Written by: Center for Care Innovations

Innovation starts with changing old thinking, but the ways we do that don’t have to come out of nowhere.

To help innovators in healthcare learn proven design strategies, CCI is leading a series of site visits to innovative companies outside the health sector. This year’s first such “innovation safari” took a group of eleven to see the Silicon Valley campus of Intuit, creator of popular business and finance software such as Quicken, QuickBooks and TurboTax.

The safari group met with Wendy Castleman, head of Intuit’s “innovation catalyst” program. In the last five years Castleman has helped train over 400 employees in design thinking to drive innovation in all parts of the company, from front desk receptionists to top executives. Sound familiar? It should: CCI’s own Catalyst grant program has been based in part on Intuit’s industry-standard model of propelling internal change.

Intuit provides a particularly relevant example for healthcare innovators to examine. Like most healthcare organizations, Intuit spent much of its history as a relatively conservative company. They built a dominating market share for their products by focusing on making them easy to use¬; Intuit designers famously learned how to improve Quicken by waiting at software stores and asking consumers if they could follow them home to watch them install it. But according to Castleman, after these initial design leaps, Intuit became risk averse. They released few new products outside of their flagship successes, and most of these limited “at bats” failed.

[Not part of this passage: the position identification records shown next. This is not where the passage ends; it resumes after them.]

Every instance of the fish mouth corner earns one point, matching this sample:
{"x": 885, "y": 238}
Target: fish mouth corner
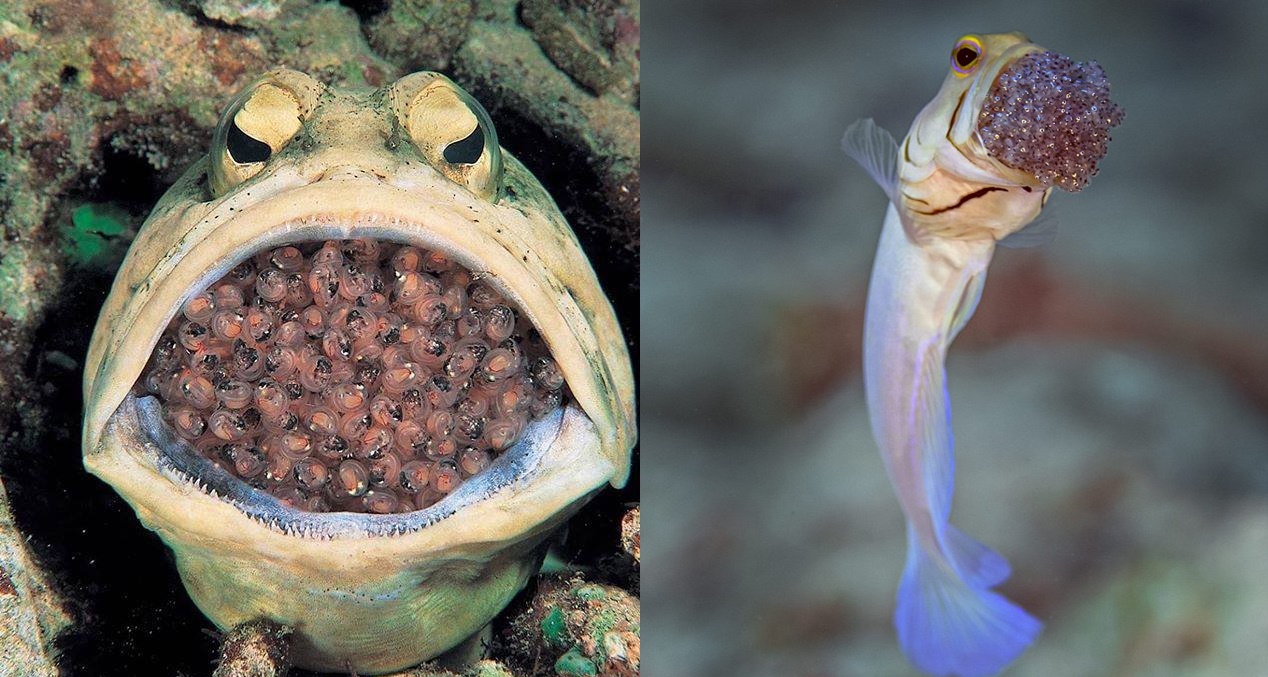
{"x": 176, "y": 460}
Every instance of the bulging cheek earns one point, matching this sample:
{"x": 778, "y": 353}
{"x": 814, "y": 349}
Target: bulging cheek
{"x": 355, "y": 375}
{"x": 1050, "y": 117}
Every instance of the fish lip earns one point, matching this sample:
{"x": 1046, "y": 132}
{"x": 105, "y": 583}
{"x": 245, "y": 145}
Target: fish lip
{"x": 313, "y": 226}
{"x": 178, "y": 462}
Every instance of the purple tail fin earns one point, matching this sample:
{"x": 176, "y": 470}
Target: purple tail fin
{"x": 950, "y": 626}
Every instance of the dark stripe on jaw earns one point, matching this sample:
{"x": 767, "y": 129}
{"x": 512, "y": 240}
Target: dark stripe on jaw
{"x": 955, "y": 114}
{"x": 916, "y": 199}
{"x": 964, "y": 199}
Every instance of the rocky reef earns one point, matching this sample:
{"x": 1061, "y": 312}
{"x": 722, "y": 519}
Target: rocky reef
{"x": 104, "y": 103}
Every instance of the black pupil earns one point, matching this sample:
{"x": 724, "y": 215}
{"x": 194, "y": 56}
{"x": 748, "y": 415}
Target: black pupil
{"x": 244, "y": 148}
{"x": 468, "y": 150}
{"x": 965, "y": 56}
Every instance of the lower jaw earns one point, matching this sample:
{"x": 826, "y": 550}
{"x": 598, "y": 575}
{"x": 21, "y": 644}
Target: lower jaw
{"x": 211, "y": 345}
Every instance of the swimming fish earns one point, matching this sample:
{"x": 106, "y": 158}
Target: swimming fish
{"x": 1011, "y": 122}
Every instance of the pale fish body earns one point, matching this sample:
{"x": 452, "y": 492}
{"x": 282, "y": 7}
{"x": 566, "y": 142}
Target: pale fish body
{"x": 951, "y": 202}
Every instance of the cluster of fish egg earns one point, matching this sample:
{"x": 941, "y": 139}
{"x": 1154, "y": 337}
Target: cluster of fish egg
{"x": 1050, "y": 117}
{"x": 355, "y": 375}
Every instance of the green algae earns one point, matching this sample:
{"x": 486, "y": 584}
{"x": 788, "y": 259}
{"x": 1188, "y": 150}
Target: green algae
{"x": 95, "y": 235}
{"x": 573, "y": 663}
{"x": 554, "y": 629}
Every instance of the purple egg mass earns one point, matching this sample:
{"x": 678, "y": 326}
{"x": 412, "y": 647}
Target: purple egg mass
{"x": 1050, "y": 117}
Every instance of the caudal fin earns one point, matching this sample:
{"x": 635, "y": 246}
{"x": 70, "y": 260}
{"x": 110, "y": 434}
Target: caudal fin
{"x": 950, "y": 626}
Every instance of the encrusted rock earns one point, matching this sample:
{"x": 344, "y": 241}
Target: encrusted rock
{"x": 583, "y": 629}
{"x": 630, "y": 534}
{"x": 255, "y": 649}
{"x": 595, "y": 42}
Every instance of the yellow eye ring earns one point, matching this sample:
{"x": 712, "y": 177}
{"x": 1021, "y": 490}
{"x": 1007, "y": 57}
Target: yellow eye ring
{"x": 965, "y": 56}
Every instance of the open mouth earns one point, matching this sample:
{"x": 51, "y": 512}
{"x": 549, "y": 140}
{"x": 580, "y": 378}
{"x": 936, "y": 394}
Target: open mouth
{"x": 355, "y": 375}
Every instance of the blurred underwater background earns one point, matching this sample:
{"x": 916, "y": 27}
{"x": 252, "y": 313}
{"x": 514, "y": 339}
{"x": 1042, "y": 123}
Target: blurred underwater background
{"x": 1110, "y": 399}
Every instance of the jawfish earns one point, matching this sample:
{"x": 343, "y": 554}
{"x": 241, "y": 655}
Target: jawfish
{"x": 976, "y": 167}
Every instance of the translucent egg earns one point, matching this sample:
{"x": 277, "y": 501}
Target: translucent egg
{"x": 351, "y": 479}
{"x": 444, "y": 477}
{"x": 311, "y": 474}
{"x": 498, "y": 323}
{"x": 473, "y": 460}
{"x": 287, "y": 259}
{"x": 271, "y": 285}
{"x": 233, "y": 394}
{"x": 199, "y": 307}
{"x": 192, "y": 336}
{"x": 414, "y": 476}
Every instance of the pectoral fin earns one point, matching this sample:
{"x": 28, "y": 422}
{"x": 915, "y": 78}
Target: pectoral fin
{"x": 1036, "y": 233}
{"x": 875, "y": 148}
{"x": 931, "y": 421}
{"x": 968, "y": 304}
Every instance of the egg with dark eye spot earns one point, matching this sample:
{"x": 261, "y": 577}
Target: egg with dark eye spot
{"x": 299, "y": 386}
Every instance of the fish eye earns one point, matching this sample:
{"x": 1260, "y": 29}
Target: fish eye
{"x": 450, "y": 131}
{"x": 258, "y": 124}
{"x": 965, "y": 55}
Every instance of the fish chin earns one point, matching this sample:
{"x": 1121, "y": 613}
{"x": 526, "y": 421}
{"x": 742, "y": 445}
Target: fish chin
{"x": 1050, "y": 117}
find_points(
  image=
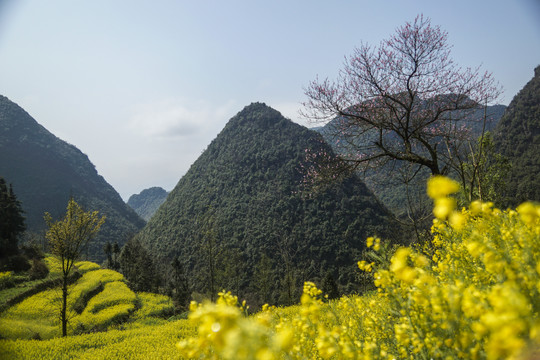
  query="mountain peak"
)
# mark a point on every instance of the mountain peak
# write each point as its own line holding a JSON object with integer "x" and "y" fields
{"x": 258, "y": 114}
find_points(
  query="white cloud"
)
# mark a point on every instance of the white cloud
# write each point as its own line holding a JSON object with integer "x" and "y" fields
{"x": 178, "y": 118}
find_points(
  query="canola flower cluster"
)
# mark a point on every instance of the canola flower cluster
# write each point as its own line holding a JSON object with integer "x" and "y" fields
{"x": 38, "y": 315}
{"x": 5, "y": 277}
{"x": 148, "y": 342}
{"x": 473, "y": 293}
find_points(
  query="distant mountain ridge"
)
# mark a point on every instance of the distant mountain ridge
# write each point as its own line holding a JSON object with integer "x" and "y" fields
{"x": 46, "y": 171}
{"x": 147, "y": 201}
{"x": 242, "y": 202}
{"x": 386, "y": 182}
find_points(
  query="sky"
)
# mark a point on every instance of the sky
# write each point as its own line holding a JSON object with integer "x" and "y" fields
{"x": 143, "y": 87}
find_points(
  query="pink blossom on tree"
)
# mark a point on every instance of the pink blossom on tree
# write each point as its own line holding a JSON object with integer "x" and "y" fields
{"x": 405, "y": 100}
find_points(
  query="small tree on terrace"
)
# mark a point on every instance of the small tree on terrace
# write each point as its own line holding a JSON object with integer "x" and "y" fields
{"x": 403, "y": 101}
{"x": 68, "y": 238}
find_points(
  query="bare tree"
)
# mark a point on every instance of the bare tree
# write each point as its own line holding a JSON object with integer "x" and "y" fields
{"x": 67, "y": 238}
{"x": 405, "y": 100}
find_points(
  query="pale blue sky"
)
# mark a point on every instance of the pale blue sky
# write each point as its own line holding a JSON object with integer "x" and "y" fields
{"x": 142, "y": 87}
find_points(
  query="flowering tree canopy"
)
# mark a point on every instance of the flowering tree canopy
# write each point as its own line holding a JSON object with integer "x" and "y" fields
{"x": 405, "y": 100}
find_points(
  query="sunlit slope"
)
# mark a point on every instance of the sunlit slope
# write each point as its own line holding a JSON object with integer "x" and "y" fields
{"x": 98, "y": 300}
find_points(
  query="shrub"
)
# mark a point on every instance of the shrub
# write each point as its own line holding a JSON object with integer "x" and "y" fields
{"x": 38, "y": 270}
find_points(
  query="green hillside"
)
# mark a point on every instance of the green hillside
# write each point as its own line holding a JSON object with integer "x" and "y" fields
{"x": 45, "y": 171}
{"x": 517, "y": 136}
{"x": 239, "y": 219}
{"x": 387, "y": 182}
{"x": 147, "y": 201}
{"x": 99, "y": 299}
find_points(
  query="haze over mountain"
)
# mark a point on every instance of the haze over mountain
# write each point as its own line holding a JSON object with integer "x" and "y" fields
{"x": 147, "y": 201}
{"x": 46, "y": 171}
{"x": 517, "y": 136}
{"x": 240, "y": 213}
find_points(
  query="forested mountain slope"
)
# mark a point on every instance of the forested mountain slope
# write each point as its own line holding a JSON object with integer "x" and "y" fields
{"x": 517, "y": 136}
{"x": 45, "y": 171}
{"x": 147, "y": 201}
{"x": 387, "y": 182}
{"x": 239, "y": 219}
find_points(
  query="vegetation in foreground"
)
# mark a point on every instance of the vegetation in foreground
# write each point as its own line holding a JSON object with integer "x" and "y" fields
{"x": 470, "y": 293}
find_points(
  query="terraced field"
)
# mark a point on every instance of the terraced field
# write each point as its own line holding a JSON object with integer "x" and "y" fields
{"x": 98, "y": 301}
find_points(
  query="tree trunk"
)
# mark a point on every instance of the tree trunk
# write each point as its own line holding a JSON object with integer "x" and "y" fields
{"x": 63, "y": 313}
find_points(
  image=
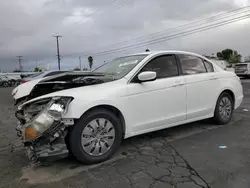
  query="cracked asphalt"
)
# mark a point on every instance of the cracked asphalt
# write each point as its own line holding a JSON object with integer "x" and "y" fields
{"x": 181, "y": 157}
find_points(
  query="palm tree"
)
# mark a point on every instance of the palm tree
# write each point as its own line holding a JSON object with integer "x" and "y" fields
{"x": 90, "y": 60}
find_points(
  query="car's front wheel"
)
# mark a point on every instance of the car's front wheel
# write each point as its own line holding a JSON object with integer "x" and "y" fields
{"x": 224, "y": 109}
{"x": 96, "y": 136}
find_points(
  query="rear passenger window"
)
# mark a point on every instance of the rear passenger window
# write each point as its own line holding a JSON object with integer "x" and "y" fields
{"x": 209, "y": 66}
{"x": 192, "y": 65}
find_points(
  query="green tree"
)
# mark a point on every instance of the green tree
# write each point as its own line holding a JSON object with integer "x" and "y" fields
{"x": 90, "y": 60}
{"x": 77, "y": 69}
{"x": 230, "y": 56}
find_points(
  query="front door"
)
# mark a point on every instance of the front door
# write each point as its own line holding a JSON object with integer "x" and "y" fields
{"x": 202, "y": 86}
{"x": 157, "y": 104}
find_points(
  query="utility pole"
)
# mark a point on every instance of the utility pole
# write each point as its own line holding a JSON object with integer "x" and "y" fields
{"x": 20, "y": 62}
{"x": 58, "y": 52}
{"x": 80, "y": 63}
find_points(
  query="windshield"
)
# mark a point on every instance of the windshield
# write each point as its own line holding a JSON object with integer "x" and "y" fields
{"x": 121, "y": 66}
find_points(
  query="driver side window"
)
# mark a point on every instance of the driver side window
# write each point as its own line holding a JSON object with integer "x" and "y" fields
{"x": 164, "y": 66}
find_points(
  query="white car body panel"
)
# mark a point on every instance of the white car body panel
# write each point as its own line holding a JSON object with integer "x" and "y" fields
{"x": 158, "y": 104}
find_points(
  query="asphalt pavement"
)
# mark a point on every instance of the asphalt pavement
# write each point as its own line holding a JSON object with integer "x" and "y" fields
{"x": 194, "y": 155}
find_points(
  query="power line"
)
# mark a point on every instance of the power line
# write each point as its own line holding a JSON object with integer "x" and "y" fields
{"x": 20, "y": 63}
{"x": 166, "y": 37}
{"x": 225, "y": 14}
{"x": 170, "y": 37}
{"x": 58, "y": 52}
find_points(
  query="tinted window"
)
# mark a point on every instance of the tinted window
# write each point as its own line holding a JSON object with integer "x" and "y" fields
{"x": 164, "y": 66}
{"x": 192, "y": 65}
{"x": 54, "y": 73}
{"x": 209, "y": 66}
{"x": 121, "y": 66}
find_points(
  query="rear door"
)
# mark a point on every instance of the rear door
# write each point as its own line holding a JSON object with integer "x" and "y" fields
{"x": 202, "y": 85}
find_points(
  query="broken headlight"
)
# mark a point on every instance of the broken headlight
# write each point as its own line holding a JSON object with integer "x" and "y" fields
{"x": 52, "y": 113}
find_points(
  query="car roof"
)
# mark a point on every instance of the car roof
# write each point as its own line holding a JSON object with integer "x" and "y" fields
{"x": 167, "y": 52}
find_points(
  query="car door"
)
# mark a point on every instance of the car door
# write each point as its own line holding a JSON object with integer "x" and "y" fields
{"x": 160, "y": 103}
{"x": 202, "y": 86}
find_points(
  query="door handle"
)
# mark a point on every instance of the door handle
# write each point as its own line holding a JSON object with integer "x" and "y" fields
{"x": 178, "y": 83}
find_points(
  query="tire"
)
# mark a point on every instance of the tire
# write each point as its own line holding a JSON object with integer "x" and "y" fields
{"x": 218, "y": 117}
{"x": 84, "y": 125}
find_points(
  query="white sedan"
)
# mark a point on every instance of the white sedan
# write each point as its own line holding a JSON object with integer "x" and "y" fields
{"x": 148, "y": 92}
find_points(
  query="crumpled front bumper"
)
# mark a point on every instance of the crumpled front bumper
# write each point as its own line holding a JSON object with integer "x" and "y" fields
{"x": 49, "y": 147}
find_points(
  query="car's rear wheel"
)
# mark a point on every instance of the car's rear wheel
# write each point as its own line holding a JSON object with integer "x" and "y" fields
{"x": 5, "y": 84}
{"x": 224, "y": 109}
{"x": 96, "y": 136}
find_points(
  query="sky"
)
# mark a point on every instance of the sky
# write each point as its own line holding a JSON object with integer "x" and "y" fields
{"x": 89, "y": 27}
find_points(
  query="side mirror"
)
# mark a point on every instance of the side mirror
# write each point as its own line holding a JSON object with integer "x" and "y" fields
{"x": 147, "y": 76}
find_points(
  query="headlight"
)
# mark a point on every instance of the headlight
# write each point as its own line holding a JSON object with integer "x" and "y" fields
{"x": 45, "y": 119}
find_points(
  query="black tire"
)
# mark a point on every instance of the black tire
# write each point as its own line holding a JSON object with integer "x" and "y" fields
{"x": 5, "y": 84}
{"x": 76, "y": 133}
{"x": 217, "y": 116}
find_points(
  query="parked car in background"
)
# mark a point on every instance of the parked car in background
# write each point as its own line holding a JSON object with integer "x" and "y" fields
{"x": 128, "y": 96}
{"x": 243, "y": 69}
{"x": 4, "y": 82}
{"x": 41, "y": 75}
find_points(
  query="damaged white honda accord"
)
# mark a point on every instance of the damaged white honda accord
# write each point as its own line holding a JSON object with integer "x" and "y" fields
{"x": 88, "y": 115}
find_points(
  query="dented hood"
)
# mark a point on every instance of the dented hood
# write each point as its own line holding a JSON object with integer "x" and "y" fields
{"x": 69, "y": 80}
{"x": 24, "y": 89}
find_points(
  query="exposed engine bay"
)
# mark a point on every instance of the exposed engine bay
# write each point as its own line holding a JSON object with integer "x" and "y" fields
{"x": 65, "y": 81}
{"x": 42, "y": 129}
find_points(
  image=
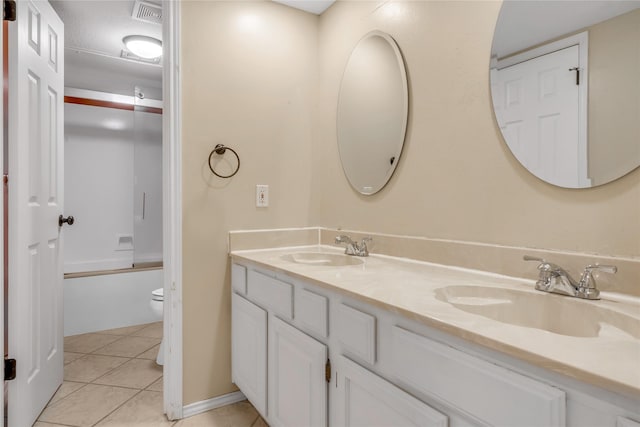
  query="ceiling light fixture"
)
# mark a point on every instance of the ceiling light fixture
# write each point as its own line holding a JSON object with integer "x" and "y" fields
{"x": 143, "y": 46}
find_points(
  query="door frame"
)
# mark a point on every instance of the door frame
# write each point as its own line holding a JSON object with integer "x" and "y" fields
{"x": 172, "y": 211}
{"x": 2, "y": 237}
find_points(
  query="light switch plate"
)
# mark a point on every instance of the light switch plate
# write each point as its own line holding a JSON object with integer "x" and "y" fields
{"x": 262, "y": 195}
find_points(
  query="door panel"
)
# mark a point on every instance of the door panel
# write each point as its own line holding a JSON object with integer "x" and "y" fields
{"x": 297, "y": 385}
{"x": 36, "y": 85}
{"x": 539, "y": 111}
{"x": 366, "y": 400}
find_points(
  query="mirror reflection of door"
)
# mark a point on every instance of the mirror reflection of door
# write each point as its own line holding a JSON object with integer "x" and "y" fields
{"x": 538, "y": 106}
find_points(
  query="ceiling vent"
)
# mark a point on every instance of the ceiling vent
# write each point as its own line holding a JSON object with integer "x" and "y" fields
{"x": 147, "y": 12}
{"x": 128, "y": 55}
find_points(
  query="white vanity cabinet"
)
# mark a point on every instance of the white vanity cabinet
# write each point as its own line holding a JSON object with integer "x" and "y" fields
{"x": 386, "y": 369}
{"x": 297, "y": 388}
{"x": 363, "y": 399}
{"x": 280, "y": 369}
{"x": 249, "y": 350}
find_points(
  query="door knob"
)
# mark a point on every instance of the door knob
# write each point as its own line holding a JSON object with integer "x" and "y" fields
{"x": 69, "y": 220}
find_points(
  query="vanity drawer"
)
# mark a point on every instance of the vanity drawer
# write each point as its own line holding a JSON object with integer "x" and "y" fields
{"x": 312, "y": 312}
{"x": 357, "y": 333}
{"x": 239, "y": 278}
{"x": 485, "y": 391}
{"x": 270, "y": 293}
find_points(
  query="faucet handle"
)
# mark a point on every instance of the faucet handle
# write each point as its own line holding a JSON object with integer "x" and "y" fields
{"x": 544, "y": 264}
{"x": 362, "y": 247}
{"x": 612, "y": 269}
{"x": 587, "y": 281}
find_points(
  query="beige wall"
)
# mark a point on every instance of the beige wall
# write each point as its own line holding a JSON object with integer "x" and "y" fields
{"x": 614, "y": 91}
{"x": 249, "y": 76}
{"x": 254, "y": 91}
{"x": 456, "y": 179}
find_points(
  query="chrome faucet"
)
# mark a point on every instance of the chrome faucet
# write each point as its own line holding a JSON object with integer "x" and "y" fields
{"x": 354, "y": 248}
{"x": 553, "y": 278}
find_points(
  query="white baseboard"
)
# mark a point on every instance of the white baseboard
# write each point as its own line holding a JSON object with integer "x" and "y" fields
{"x": 216, "y": 402}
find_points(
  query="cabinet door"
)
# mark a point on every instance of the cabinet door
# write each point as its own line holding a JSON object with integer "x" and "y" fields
{"x": 364, "y": 399}
{"x": 249, "y": 351}
{"x": 297, "y": 384}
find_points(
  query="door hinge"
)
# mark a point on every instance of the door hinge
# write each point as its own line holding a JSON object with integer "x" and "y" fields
{"x": 327, "y": 371}
{"x": 9, "y": 369}
{"x": 9, "y": 10}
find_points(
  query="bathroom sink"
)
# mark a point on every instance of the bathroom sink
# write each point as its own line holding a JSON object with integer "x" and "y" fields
{"x": 322, "y": 258}
{"x": 552, "y": 313}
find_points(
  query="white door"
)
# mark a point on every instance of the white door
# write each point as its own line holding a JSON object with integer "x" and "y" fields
{"x": 539, "y": 112}
{"x": 366, "y": 400}
{"x": 249, "y": 351}
{"x": 297, "y": 384}
{"x": 36, "y": 95}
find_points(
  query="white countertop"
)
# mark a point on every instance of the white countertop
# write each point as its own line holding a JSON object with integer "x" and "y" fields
{"x": 610, "y": 360}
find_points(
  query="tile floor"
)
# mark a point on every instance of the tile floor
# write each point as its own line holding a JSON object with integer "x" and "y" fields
{"x": 111, "y": 379}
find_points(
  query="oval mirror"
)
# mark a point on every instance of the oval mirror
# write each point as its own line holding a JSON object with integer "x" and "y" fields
{"x": 372, "y": 113}
{"x": 565, "y": 88}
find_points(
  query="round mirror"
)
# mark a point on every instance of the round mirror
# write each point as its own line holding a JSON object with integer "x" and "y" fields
{"x": 565, "y": 88}
{"x": 372, "y": 114}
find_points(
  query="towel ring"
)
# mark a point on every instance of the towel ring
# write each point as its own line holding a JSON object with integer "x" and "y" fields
{"x": 220, "y": 149}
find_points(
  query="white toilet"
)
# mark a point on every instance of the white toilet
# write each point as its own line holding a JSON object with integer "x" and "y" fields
{"x": 156, "y": 303}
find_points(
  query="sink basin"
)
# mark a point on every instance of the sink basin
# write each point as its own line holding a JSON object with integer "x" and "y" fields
{"x": 552, "y": 313}
{"x": 322, "y": 258}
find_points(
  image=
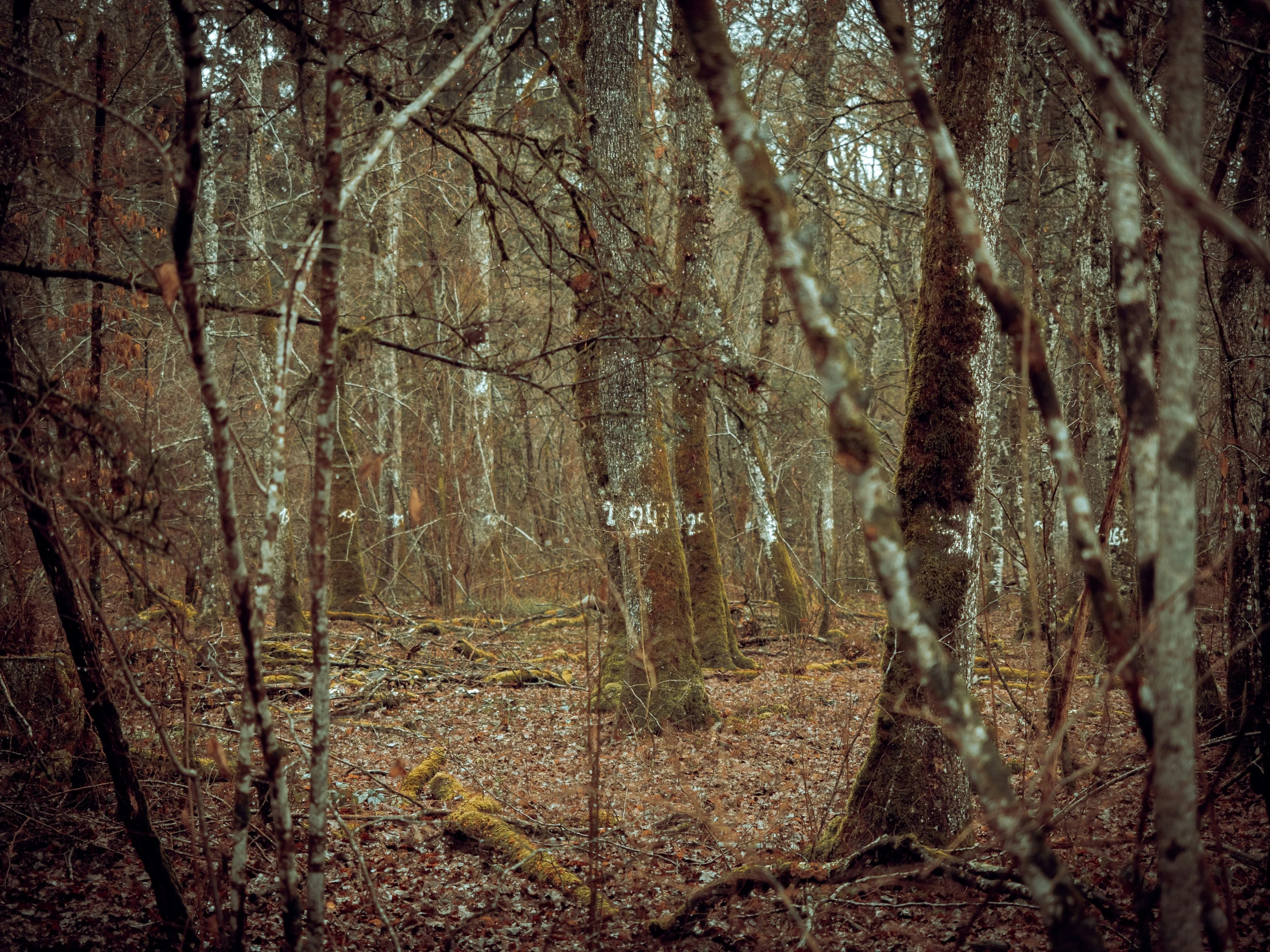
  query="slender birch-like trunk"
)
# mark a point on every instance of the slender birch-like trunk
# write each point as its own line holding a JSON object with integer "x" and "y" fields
{"x": 1171, "y": 655}
{"x": 324, "y": 465}
{"x": 747, "y": 410}
{"x": 1062, "y": 908}
{"x": 1240, "y": 294}
{"x": 96, "y": 306}
{"x": 816, "y": 140}
{"x": 132, "y": 810}
{"x": 912, "y": 780}
{"x": 697, "y": 328}
{"x": 663, "y": 685}
{"x": 387, "y": 398}
{"x": 248, "y": 609}
{"x": 478, "y": 386}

However in 2006 the landscape under Intuit started to change—an experience that most in the healthcare sector will likely understand. Ease was no longer enough to get ahead. “Easier was table stakes,” Castleman said. So leadership tasked Intuit with becoming an innovative growth company focused on a new design principle: “design for delight.”

But simply saying they had a new design philosophy wasn’t enough to change how the company worked on a daily basis. To this end, Intuit developed the “innovation catalyst” program, a train-the-trainer campaign to seed design thinking evangels in all parts of the company. The catalyst program developed three central principles to the “design for delight” mission (these should sound familiar too): deep customer empathy, going broad to narrow, and rapid experimentation with customers.

“It was nice to hear that they haven’t always been innovative. It takes away some of the intimidation,” said Praveen Basaviah, a fellow with San Mateo Medical Center who attended the safari.

The safari group was particularly keen to see the spaces Intuit has created expressly to spur creative thinking. Once filled with gray cubicles, one building has been transformed into a combination café, gym and innovation space. Unlike a traditional conference room, the innovation space is set up to be easily rearranged and is filled with supplies for brainstorming, connecting and organizing ideas—white boards, post-it notes, yarn, and posters detailing design principles.

And Intuit offers employees another kind of innovative space: a “white space” block of unstructured time where they get to work on pet projects. Promising projects get “incubated” by a special catalyst team, and regular innovation awards reward the best contributions (usually with more unstructured work time).

“It’s striking to me that innovation is so embedded in their culture,” said Debbie Cotton, Director of Kaiser Permanente’s STAR Leadership program.

The Intuit safari was an opportunity to learn from an company that made a near total transformation of its organizational culture—something many safety net institutions are scrambling to achieve.